One research group inside Facebook, known as the Data Team, is tasked with the challenge of mathematically sifting through that data to look for patterns that explain the how and why of human social interactions. The people who do that, mostly PhDs with research experience in computer and social sciences, look for insights that will help Facebook tune its products, but have also begun to publish their findings in the scientific community.
The Data Team's leader, Cameron Marlow, likens what they do to building a telescope, saying that the techniques they develop will transform scientific understanding of human behavior in the same way that astronomy transformed our understanding of the cosmos. Technology Review's computing editor, Tom Simonite, met with Marlow at Facebook's offices to hear about what the company's data science can uncover.
TR: Why does Facebook need a team of academically trained researchers like yours?
Marlow: We conduct science research to answer the most pressing product questions. How do people derive value from Facebook? What motivates interactions? How do these change over time? The science of Facebook is the science of social interaction, so our work addresses fundamental questions about human dynamics, such as personal influence, tie strength, information diffusion, and social support.

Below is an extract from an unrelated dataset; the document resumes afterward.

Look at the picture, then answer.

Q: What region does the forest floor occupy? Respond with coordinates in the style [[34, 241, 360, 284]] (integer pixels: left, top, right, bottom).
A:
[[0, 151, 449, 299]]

Facebook has rethought how to make research have a greater impact in an industrial setting—using it to help make decisions and evolve our products. Traditional research labs like Bell Labs or Xerox Park have [shown that corporate research can have] a profound impact on culture and technology, developing countless inventions.
Why is some of your research essentially academic, published for others to use?
We embrace the company philosophy of openness in our communication with the rest of the academic world. Our academic research provides us with an opportunity to get some of the smartest people thinking about the questions we face, which are different than those that researchers have encountered before.
The world of social science is transforming in light of an increase in the scale, granularity, and precision of social and behavioral data available online. We imagine that future generations of academics will be adapting to this new influx of data, and we would like to be a part of the development of this new science.